What particular challenges do the Bi+ community face?
Leeds Bi Group recently launched a guide covering this in more detail, but bi+ people frequently get erased by the queer community as well as straight people. This is reflected in the rates of mental health problems, being out, and abuse faced by our community.
How do you hope your project will address these challenges?
Biconography is focussed on raising bi+ visibility and celebrating the diversity of people and experiences that fall under bi+ identities. Our goal is to share peoples stories and improve awareness of bi+ people. At the same time we hope the pictures will be a positive, empowering experience for the subjects.
How can people get involved in the project?
Liking and sharing our content on social media is a huge help, a way to let us reach a broader audience. We’re also looking for people to take part as subjects! We’ll be running photoshoots around Leeds and we welcome anyone who identifies as part of the bi+ community to get involved. You can find us on social media or email us at firstname.lastname@example.org. We have our first shoots planned in Leeds on 26th October and 14th November.
What kind of photos are you planning to include?
We want to work with our subjects to capture something of their identity in the pictures, and pair that with text or quotes about their experiences. Part of the concept has always been to use bold items of clothing and props to artificially elevate an aesthetic, to be so visible that we can’t be overlooked or erased.

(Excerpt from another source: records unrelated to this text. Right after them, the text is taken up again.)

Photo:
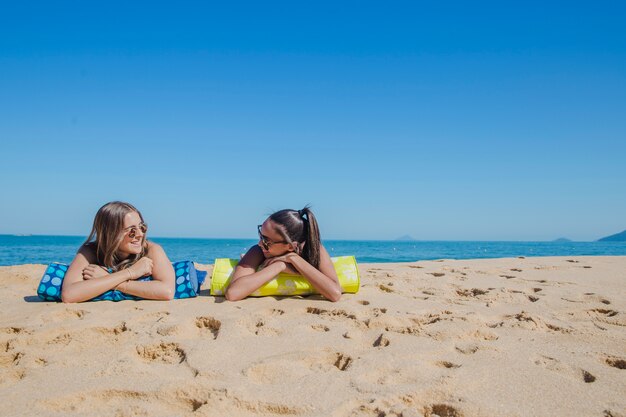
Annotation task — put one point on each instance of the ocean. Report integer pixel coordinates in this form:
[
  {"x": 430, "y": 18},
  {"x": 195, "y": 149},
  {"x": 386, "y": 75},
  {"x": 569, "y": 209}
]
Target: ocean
[{"x": 36, "y": 249}]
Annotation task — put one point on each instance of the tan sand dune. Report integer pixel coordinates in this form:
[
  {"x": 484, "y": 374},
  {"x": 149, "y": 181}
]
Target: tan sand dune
[{"x": 500, "y": 337}]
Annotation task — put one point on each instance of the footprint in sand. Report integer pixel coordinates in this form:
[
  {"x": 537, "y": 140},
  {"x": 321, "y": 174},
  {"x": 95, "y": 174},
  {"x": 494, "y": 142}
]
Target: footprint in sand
[
  {"x": 320, "y": 328},
  {"x": 208, "y": 323},
  {"x": 381, "y": 341},
  {"x": 442, "y": 410},
  {"x": 291, "y": 367},
  {"x": 384, "y": 288},
  {"x": 467, "y": 348},
  {"x": 67, "y": 314},
  {"x": 474, "y": 292},
  {"x": 170, "y": 353},
  {"x": 447, "y": 364},
  {"x": 615, "y": 362},
  {"x": 553, "y": 364}
]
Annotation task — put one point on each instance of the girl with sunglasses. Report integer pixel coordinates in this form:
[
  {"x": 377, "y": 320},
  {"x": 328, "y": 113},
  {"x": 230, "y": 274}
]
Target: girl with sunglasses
[
  {"x": 289, "y": 241},
  {"x": 115, "y": 255}
]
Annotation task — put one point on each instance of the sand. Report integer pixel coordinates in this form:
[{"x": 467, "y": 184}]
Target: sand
[{"x": 498, "y": 337}]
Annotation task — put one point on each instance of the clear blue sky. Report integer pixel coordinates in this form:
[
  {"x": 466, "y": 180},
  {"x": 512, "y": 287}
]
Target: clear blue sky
[{"x": 445, "y": 120}]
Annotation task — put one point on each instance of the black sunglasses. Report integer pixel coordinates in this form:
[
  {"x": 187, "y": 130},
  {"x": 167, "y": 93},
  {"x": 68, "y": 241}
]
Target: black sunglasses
[
  {"x": 132, "y": 231},
  {"x": 265, "y": 241}
]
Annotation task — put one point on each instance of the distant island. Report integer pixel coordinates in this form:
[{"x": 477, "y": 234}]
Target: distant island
[{"x": 618, "y": 237}]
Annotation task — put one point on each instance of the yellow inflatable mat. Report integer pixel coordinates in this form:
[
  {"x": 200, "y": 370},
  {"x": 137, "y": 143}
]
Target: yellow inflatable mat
[{"x": 287, "y": 284}]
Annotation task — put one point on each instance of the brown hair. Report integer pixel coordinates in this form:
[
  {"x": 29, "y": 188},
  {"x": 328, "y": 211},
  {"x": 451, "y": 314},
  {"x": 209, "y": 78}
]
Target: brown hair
[
  {"x": 106, "y": 235},
  {"x": 300, "y": 226}
]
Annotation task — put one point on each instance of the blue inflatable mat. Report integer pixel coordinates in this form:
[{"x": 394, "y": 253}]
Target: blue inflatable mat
[{"x": 188, "y": 282}]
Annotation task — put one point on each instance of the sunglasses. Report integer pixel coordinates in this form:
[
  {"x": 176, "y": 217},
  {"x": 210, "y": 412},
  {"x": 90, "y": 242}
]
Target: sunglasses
[
  {"x": 265, "y": 241},
  {"x": 132, "y": 231}
]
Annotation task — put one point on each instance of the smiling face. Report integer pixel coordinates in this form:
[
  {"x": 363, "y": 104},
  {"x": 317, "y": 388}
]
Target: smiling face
[
  {"x": 134, "y": 236},
  {"x": 271, "y": 241}
]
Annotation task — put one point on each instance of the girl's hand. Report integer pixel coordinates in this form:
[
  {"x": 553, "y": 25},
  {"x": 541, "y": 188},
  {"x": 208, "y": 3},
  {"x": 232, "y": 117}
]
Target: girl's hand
[
  {"x": 287, "y": 268},
  {"x": 142, "y": 268},
  {"x": 93, "y": 271}
]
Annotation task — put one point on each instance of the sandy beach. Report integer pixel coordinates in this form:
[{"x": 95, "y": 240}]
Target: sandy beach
[{"x": 498, "y": 337}]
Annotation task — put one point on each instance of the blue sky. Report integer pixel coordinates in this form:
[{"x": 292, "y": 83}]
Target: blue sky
[{"x": 441, "y": 120}]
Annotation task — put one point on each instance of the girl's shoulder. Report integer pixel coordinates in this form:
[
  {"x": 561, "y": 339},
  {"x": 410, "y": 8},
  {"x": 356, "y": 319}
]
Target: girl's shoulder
[
  {"x": 153, "y": 249},
  {"x": 88, "y": 250}
]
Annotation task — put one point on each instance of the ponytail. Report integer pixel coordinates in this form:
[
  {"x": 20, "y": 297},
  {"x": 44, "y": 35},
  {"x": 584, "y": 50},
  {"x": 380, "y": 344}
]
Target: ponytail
[
  {"x": 300, "y": 227},
  {"x": 311, "y": 250}
]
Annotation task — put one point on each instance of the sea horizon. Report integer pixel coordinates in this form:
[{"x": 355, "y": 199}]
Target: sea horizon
[{"x": 44, "y": 249}]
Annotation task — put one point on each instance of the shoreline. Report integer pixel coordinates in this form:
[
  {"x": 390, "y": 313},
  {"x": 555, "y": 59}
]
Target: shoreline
[{"x": 527, "y": 336}]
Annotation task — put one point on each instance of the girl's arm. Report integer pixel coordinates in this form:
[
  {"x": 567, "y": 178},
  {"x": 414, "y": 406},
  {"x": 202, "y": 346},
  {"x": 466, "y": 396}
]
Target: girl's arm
[
  {"x": 76, "y": 289},
  {"x": 163, "y": 278},
  {"x": 246, "y": 279},
  {"x": 324, "y": 279}
]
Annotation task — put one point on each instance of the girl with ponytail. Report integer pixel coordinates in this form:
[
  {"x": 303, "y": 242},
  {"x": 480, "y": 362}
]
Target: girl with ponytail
[{"x": 289, "y": 241}]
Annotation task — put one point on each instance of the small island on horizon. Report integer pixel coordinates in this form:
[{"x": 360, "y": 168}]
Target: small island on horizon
[{"x": 618, "y": 237}]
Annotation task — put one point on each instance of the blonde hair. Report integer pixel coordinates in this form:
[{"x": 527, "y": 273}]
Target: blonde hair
[{"x": 107, "y": 235}]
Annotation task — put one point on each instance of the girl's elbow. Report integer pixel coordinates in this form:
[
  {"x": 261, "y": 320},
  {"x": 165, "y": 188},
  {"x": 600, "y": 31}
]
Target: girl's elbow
[
  {"x": 231, "y": 295},
  {"x": 68, "y": 298},
  {"x": 168, "y": 294}
]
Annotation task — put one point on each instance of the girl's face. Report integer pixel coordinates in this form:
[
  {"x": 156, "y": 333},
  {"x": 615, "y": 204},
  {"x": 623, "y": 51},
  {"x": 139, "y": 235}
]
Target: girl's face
[
  {"x": 134, "y": 234},
  {"x": 271, "y": 242}
]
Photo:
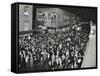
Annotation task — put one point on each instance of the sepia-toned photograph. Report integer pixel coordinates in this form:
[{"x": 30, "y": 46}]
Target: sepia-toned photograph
[{"x": 54, "y": 37}]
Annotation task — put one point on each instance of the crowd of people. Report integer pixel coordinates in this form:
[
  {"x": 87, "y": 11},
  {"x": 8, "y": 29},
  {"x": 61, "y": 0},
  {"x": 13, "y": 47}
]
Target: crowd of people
[{"x": 51, "y": 51}]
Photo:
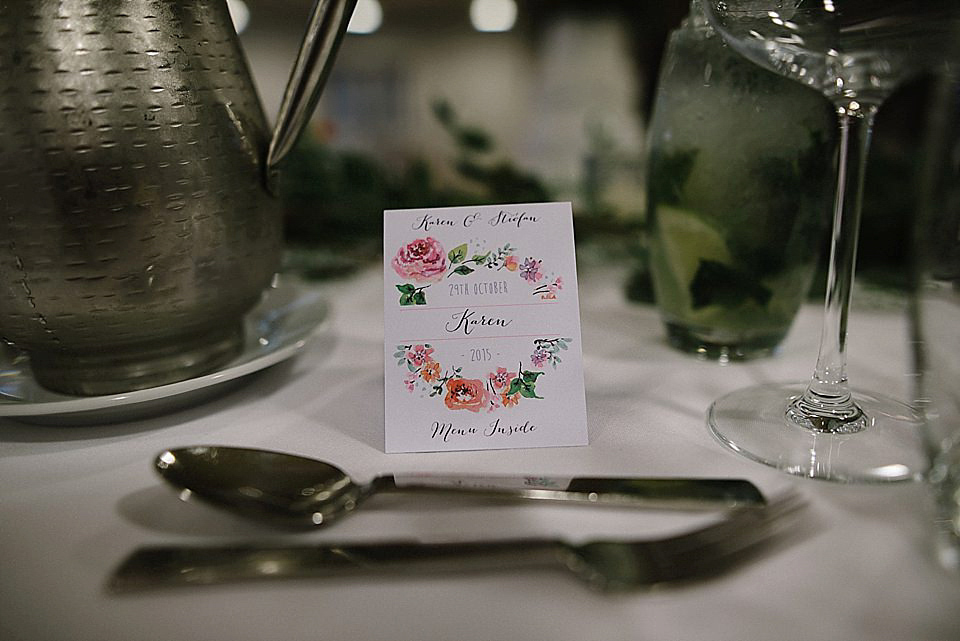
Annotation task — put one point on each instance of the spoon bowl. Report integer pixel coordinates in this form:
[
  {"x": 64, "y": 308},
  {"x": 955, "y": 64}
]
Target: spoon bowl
[{"x": 270, "y": 486}]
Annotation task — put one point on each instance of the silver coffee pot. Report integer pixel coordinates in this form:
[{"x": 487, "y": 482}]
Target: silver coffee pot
[{"x": 137, "y": 219}]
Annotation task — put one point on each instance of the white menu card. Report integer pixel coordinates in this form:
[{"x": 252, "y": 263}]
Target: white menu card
[{"x": 482, "y": 329}]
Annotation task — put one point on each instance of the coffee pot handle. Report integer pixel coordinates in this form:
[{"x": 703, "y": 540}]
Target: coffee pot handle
[{"x": 328, "y": 23}]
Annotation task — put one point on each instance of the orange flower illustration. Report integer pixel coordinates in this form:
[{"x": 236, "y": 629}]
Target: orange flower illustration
[{"x": 465, "y": 394}]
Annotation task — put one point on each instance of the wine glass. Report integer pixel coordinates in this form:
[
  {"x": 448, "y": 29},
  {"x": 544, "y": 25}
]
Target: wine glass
[{"x": 855, "y": 52}]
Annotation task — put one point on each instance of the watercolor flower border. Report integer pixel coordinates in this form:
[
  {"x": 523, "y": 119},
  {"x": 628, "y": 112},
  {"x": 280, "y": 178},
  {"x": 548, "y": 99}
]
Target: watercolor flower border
[
  {"x": 424, "y": 262},
  {"x": 500, "y": 388}
]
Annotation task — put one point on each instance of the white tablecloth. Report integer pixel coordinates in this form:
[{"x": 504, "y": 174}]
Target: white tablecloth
[{"x": 74, "y": 501}]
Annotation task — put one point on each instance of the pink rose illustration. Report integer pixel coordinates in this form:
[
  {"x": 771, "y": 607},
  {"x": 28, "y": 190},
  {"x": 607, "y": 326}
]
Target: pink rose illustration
[{"x": 422, "y": 260}]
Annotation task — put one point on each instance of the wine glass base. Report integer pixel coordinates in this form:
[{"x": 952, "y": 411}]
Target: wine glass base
[{"x": 753, "y": 422}]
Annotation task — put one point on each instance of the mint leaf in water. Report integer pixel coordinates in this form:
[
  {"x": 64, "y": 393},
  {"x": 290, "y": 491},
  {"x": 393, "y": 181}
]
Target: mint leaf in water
[{"x": 716, "y": 283}]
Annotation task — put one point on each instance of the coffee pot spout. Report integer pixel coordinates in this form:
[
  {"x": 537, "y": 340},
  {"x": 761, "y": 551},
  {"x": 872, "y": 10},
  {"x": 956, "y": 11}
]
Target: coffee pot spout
[{"x": 325, "y": 30}]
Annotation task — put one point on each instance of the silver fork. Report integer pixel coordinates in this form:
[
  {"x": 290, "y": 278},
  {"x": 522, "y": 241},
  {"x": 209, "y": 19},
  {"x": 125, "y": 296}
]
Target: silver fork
[{"x": 605, "y": 565}]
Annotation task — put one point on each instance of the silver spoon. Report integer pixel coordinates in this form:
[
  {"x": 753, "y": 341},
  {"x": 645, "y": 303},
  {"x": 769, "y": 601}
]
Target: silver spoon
[{"x": 295, "y": 490}]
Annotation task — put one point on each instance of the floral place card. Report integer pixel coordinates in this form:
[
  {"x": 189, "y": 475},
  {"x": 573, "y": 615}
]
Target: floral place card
[{"x": 482, "y": 329}]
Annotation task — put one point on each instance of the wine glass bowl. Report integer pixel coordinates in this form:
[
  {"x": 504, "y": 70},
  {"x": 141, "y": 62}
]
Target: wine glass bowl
[
  {"x": 846, "y": 50},
  {"x": 855, "y": 53}
]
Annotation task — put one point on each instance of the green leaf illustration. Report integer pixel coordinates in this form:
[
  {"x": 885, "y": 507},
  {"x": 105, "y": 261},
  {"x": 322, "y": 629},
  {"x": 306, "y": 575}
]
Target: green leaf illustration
[
  {"x": 531, "y": 377},
  {"x": 457, "y": 254}
]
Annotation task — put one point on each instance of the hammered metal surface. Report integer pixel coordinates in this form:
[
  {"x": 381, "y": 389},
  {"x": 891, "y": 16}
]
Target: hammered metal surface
[{"x": 133, "y": 216}]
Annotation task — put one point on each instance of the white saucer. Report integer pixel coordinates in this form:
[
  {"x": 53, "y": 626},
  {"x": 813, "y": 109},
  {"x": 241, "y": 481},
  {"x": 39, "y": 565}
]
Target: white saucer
[{"x": 275, "y": 330}]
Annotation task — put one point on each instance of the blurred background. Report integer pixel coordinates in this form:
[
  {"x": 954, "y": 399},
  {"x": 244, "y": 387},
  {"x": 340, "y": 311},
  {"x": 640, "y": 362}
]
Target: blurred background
[{"x": 447, "y": 102}]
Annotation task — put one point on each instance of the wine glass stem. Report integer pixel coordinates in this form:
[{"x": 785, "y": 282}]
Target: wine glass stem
[{"x": 826, "y": 405}]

We’re also keen to include people within the bi+ community who face intersectional discriminations (e.g. trans, disabled, or PoC bi+ people).
What do you hope people take away from the project?
I hope everyone gets a better awareness of bi+ issues, and how many bi+ people there are around. Our goal is for the people who take part in the photoshoots to have an enjoyable and validating experience as well.
Do you plan to do more things like this in future?
It’s an ongoing project, we plan to continue taking photos and sharing them online for the next couple of years.
Are there any other Bi Visibility Day projects you’ve seen around that you’re excited about?
There were a few performance nights around Leeds and Manchester which were really awesome.
Do you have any advice for aspiring queer artists?
It feels weird being asked that question like I’m not one myself … Remember that we need to stick together. The industry, audiences, and fellow artists outside the queer community are unlikely to be supportive. Share and support each others stuff, find your queer arts community and work together rather than bitching or competing with one another.